Uma iniciativa oportuna, para o eurodeputado conservador espanhol Luis de Grandes Pascual: “O simples facto de a União tomar a iniciativa num assunto de carácter penal ao propor três tipos de crimes, e assim lutar contra a eficácia sangrenta do terrorismo moderno, pressupõe uma acção positiva. Não se pode ficar inactivo, como se o o terrorismo não nos dissesse respeito… Sinto que há alguns eurodeputados – respeitáveis, é certo – que vêem o terrorismo como algo longínquo, que não os afecta. Mas o terrorismo é global.”

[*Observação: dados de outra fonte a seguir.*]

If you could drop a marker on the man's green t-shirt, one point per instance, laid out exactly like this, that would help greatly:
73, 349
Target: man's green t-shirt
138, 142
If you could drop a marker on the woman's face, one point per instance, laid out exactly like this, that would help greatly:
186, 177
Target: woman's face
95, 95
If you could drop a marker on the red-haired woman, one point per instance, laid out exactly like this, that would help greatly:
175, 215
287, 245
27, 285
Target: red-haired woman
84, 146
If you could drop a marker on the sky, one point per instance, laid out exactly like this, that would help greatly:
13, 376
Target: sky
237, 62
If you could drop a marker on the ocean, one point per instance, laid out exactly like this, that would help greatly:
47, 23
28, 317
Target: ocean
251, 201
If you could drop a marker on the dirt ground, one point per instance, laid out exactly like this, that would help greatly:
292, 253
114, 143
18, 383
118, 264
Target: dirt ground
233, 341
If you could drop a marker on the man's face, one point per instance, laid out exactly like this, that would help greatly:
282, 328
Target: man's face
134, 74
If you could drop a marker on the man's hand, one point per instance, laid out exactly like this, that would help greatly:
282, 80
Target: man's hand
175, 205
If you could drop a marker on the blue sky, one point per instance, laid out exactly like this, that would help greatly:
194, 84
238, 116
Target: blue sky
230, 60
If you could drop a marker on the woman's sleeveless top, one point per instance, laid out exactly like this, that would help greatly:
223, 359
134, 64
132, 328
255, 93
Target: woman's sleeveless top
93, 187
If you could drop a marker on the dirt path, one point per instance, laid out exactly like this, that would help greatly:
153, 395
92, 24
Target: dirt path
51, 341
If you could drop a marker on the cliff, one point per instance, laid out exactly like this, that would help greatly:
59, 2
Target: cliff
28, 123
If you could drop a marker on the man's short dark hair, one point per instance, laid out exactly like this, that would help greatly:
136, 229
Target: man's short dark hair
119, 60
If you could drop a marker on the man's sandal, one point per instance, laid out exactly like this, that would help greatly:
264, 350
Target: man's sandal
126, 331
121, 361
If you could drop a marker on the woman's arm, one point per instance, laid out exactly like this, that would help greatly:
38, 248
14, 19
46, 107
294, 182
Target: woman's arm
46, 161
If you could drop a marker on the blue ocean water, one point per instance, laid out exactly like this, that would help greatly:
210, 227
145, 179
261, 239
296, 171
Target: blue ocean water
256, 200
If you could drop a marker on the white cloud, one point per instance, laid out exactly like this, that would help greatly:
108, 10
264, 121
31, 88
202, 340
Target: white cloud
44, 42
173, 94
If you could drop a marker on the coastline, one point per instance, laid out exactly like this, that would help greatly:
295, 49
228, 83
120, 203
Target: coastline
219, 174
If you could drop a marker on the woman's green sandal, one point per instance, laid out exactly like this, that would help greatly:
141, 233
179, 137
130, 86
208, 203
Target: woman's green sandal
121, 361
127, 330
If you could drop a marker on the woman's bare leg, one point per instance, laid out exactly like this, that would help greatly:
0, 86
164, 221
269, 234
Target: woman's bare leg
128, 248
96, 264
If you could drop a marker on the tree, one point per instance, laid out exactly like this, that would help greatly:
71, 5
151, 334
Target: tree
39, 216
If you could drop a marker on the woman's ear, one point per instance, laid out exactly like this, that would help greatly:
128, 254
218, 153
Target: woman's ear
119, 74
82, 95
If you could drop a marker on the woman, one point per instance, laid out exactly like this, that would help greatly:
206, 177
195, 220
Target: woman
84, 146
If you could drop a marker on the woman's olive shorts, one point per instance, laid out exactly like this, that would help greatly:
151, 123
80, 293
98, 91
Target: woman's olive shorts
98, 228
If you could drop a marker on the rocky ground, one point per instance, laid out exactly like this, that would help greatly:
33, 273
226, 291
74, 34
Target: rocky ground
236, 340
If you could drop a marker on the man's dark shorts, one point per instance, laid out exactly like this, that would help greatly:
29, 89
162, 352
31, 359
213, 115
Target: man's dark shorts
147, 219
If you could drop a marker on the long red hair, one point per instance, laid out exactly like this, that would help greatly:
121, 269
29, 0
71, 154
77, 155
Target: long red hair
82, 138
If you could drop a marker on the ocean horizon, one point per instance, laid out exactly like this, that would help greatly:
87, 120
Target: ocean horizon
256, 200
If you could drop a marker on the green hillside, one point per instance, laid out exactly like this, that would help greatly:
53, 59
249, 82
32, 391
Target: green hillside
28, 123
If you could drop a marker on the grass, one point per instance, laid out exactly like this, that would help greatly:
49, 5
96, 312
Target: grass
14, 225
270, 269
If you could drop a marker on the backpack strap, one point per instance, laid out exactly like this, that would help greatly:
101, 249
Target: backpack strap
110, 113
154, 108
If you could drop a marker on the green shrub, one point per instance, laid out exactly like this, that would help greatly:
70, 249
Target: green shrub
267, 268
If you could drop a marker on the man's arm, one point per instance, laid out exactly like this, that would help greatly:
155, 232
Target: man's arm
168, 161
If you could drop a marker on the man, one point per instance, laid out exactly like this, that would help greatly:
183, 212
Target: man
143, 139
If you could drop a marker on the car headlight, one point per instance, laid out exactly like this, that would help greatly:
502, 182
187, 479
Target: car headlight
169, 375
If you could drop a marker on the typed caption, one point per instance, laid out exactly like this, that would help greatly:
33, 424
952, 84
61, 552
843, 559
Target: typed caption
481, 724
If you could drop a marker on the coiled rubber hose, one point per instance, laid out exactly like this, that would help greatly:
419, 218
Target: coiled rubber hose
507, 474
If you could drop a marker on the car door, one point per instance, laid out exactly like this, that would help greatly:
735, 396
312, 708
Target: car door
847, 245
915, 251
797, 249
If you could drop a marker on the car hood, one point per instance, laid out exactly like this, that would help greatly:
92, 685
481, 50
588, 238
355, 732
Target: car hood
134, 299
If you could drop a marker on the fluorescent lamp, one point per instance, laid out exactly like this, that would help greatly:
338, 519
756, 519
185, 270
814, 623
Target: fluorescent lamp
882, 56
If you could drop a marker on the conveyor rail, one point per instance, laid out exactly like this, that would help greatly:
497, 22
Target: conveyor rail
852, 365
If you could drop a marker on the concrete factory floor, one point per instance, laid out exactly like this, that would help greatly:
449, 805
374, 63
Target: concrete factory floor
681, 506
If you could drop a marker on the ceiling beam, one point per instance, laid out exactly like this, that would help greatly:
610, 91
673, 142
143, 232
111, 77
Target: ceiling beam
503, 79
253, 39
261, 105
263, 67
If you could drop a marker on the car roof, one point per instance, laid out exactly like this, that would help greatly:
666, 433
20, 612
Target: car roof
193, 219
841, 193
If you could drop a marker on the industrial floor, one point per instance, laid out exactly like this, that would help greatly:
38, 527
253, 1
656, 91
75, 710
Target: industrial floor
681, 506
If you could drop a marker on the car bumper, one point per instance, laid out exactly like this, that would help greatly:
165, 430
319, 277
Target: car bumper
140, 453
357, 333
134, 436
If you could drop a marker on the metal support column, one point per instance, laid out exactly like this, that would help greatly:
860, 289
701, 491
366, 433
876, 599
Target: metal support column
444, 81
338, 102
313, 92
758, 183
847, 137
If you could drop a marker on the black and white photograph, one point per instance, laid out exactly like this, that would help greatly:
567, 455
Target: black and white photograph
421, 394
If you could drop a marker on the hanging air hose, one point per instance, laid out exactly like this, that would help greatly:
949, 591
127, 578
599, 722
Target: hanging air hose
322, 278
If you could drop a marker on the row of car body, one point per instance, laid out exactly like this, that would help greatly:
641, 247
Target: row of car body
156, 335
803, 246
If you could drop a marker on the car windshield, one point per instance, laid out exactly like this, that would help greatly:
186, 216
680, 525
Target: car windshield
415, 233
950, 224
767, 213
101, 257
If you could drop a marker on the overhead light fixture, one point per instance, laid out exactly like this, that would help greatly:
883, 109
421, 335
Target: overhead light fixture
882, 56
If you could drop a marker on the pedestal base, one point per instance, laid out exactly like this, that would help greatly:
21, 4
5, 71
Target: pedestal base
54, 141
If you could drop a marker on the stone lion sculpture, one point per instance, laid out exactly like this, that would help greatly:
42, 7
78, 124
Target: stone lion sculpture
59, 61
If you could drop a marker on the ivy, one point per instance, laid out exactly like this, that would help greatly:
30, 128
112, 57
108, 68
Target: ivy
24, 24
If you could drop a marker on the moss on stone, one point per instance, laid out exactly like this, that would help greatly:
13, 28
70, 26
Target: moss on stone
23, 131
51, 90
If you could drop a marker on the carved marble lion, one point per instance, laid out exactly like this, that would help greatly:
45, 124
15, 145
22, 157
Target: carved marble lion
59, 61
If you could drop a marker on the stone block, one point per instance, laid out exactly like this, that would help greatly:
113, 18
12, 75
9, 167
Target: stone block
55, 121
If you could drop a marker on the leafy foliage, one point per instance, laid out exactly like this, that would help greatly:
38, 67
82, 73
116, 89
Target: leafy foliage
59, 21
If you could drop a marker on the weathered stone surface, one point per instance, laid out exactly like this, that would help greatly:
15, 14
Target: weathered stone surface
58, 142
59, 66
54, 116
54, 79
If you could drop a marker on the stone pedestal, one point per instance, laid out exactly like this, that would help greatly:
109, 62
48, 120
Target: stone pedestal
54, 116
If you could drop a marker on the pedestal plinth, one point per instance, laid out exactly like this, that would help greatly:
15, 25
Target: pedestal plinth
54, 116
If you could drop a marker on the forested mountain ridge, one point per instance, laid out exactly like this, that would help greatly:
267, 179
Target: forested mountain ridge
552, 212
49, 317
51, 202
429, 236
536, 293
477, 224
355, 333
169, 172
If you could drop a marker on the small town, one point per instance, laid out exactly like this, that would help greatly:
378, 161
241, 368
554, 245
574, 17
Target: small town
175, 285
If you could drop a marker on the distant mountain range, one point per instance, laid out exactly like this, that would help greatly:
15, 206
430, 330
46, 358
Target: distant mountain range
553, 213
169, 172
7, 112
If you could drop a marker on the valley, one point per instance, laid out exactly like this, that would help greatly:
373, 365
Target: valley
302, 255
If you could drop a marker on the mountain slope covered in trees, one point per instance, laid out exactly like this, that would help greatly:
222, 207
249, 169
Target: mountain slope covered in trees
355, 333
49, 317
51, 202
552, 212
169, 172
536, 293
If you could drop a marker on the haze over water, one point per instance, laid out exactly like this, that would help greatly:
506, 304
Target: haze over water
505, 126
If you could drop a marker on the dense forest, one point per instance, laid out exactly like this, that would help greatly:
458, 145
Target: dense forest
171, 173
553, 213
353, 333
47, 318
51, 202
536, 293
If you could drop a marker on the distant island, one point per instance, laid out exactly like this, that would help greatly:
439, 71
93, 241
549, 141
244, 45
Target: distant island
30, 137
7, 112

Os eurodeputados têm consciência de que a internet é um veículo de provocação, recrutamento e mesmo treino de terroristas. Mas a bem das liberdades individuais, pedem aos Estados membros que optem pela expressão “incitação pública”, que já existe no léxico legal – até porque podemos “provocar” sem “incitar”. Além disso, os eurodeputados receiam eventuais abusos e desvios, mais susceptíveis de ocorrerem com o termo “provocação” do que com o termo “incitação.”

“Quando falamos de provocação, e tratando-se de sancionar textos e palavras, podemos muito bem imaginar que qualquer pessoa que exprima a sua opinião corre o risco de ser perseguida. Corríamos esse risco. E é por isso que preferimos o termo ‘incitação’.”, afirma a relatora do texto, a socialista francesa Roselyne Lefrançois, no que é secundada pelo liberal alemão Alexander Alvaro: “Penso que a parte relativa à provocação ou à incitação é um factor repressivo. Os outros dois crimes – o recrutamento e o treino de terroristas – parecem-bem bem fundados. Mas no que diz respeito à provocação pública, penso que estamos a pisar a linha.”

A recomendação dos eurodeputados foi adoptada por uma larga maioria, mas não tem valor vinculativo. Cabe aos Estados membros decidir mudar o não o texto original.